This collection aims to support research in the Digital Humanities by providing an opportunity for rapid, open access publication combined with rigorous, post-publication peer review. We welcome conventional Research Articles and Essays, but believe that work in the Digital Humanities will particularly benefit from the wide range of article types offered by Open Research Europe. These include Brief Reports, Case Studies, Data Notes, Methods Articles and Software Tool Articles. (See our article guidelines for more information on each article type).
Potential topics include but are not limited to:
- The design, creation, annotation, curation, editing and publication of datasets, corpora and similar resources pertaining to literary texts, historical documents, correspondences, notated music, audio/video materials, cultural heritage, and more.
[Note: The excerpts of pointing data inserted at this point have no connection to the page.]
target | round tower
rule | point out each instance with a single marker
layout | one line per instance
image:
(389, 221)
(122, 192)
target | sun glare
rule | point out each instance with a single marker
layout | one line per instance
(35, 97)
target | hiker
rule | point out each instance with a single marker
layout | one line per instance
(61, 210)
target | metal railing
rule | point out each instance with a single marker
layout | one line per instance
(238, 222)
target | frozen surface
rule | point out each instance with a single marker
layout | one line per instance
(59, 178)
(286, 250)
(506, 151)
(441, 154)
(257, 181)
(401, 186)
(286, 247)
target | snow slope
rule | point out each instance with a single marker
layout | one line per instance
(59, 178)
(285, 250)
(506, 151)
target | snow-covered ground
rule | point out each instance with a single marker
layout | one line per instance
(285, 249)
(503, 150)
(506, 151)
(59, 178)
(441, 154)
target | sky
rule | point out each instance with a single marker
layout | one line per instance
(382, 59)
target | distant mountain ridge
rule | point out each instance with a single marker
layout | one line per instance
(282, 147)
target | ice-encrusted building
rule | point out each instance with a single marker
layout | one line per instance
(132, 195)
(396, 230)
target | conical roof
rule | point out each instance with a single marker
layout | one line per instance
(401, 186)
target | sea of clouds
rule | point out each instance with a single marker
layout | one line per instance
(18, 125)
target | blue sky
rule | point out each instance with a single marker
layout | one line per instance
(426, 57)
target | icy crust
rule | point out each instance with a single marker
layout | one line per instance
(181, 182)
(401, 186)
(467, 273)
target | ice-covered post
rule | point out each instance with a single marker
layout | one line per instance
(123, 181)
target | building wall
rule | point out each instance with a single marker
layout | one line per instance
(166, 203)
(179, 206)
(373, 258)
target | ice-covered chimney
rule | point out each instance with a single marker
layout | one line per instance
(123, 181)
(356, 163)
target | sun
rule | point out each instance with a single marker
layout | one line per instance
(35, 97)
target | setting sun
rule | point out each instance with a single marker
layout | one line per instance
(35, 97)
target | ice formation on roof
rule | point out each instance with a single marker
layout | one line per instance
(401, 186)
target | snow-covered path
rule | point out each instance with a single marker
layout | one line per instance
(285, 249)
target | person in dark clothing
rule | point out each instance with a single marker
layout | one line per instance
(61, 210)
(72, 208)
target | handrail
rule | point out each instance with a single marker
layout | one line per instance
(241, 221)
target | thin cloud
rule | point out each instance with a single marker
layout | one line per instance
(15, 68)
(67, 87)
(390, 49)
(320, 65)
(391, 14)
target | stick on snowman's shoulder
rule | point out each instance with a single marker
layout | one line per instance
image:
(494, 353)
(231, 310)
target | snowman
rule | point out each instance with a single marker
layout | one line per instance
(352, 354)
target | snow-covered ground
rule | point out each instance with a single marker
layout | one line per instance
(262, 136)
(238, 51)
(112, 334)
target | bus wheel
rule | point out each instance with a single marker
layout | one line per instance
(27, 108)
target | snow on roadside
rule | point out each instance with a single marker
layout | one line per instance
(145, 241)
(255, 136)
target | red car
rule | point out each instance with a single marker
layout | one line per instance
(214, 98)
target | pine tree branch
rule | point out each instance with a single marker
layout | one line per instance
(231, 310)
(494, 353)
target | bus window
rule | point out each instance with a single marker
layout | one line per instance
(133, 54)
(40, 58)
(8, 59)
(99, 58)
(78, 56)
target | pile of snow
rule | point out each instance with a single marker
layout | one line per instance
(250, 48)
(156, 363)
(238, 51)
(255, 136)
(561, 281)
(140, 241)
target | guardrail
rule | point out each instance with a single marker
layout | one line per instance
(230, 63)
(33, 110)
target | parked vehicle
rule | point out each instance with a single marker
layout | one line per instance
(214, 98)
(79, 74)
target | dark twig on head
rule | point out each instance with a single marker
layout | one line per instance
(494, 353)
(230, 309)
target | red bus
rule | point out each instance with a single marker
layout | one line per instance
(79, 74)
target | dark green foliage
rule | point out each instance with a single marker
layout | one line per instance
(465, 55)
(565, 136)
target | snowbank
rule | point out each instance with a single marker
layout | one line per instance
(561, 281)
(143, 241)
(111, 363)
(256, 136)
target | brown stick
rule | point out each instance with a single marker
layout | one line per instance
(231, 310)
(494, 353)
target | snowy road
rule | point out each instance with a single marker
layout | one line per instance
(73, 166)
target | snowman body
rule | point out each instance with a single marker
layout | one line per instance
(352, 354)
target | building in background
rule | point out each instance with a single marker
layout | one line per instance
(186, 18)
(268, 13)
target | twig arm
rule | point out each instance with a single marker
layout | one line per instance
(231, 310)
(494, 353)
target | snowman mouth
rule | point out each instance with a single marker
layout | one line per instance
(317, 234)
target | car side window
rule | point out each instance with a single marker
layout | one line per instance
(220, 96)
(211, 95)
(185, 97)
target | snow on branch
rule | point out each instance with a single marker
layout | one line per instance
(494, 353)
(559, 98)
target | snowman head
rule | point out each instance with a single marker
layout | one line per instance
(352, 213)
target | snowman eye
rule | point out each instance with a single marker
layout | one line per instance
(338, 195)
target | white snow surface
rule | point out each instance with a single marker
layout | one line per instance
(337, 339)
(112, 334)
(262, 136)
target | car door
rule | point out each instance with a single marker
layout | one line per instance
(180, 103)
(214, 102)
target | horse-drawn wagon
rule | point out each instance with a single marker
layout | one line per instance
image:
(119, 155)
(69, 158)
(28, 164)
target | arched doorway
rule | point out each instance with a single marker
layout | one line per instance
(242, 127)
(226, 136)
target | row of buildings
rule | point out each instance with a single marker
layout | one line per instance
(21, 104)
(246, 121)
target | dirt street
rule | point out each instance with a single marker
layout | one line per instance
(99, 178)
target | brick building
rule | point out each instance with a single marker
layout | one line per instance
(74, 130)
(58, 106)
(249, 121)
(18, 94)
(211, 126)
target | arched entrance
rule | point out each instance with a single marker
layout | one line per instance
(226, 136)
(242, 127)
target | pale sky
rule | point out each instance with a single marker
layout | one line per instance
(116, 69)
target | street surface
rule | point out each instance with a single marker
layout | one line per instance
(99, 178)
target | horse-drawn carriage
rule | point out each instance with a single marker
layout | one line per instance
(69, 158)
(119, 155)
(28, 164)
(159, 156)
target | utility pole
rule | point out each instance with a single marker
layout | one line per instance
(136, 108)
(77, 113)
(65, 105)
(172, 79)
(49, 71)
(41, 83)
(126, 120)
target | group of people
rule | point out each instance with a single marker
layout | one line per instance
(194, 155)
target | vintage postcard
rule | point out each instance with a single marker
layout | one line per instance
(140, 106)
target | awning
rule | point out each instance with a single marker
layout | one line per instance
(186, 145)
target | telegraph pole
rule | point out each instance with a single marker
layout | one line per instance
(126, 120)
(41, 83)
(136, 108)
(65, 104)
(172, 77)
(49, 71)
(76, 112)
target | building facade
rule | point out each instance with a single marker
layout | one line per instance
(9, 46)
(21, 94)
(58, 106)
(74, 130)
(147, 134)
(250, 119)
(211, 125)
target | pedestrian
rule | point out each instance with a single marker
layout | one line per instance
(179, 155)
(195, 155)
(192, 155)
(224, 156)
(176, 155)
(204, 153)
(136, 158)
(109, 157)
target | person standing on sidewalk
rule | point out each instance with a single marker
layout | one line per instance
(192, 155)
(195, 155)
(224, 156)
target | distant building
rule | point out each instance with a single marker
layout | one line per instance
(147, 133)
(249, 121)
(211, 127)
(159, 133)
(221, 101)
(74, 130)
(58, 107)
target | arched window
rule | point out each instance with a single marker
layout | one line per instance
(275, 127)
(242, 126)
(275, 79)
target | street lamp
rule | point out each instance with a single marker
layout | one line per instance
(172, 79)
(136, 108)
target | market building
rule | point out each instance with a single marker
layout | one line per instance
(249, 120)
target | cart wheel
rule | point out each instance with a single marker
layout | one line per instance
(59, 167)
- The development, evaluation and application of formal, algorithmic and/or statistical methods of analysis for investigating research questions relevant to the humanities, as well as methodological or social issues arising in this process.
- The investigation of theoretical and conceptual issues related to research at the intersection of humanities and technology, such as operationalization, formalization, modeling, integration of qualitative and quantitative perspectives, bias and many more.
- The development, deployment and maintenance of software, tools and services supporting the curation and publication of datasets and resources or the application of measures and methods of investigation relevant to the Digital Humanities.
- The investigation of and formulation of policy proposals regarding publication practices, design principles, or reception and impact of resources that are relevant to the Digital Humanities and available in the digital medium.
- The role and impact of Open Science / Open Research principles on research in the Digital Humanities, with relevant issues such as Open Access, FAIR and/or Open Data, Open Source, Archiving, Preservation, Reproducibility, Data and Code Review specific to this area.
- The relationship between Digital Humanities research and the development or curation of collections in cultural organisations (galleries, libraries, museums, archives) or community archives.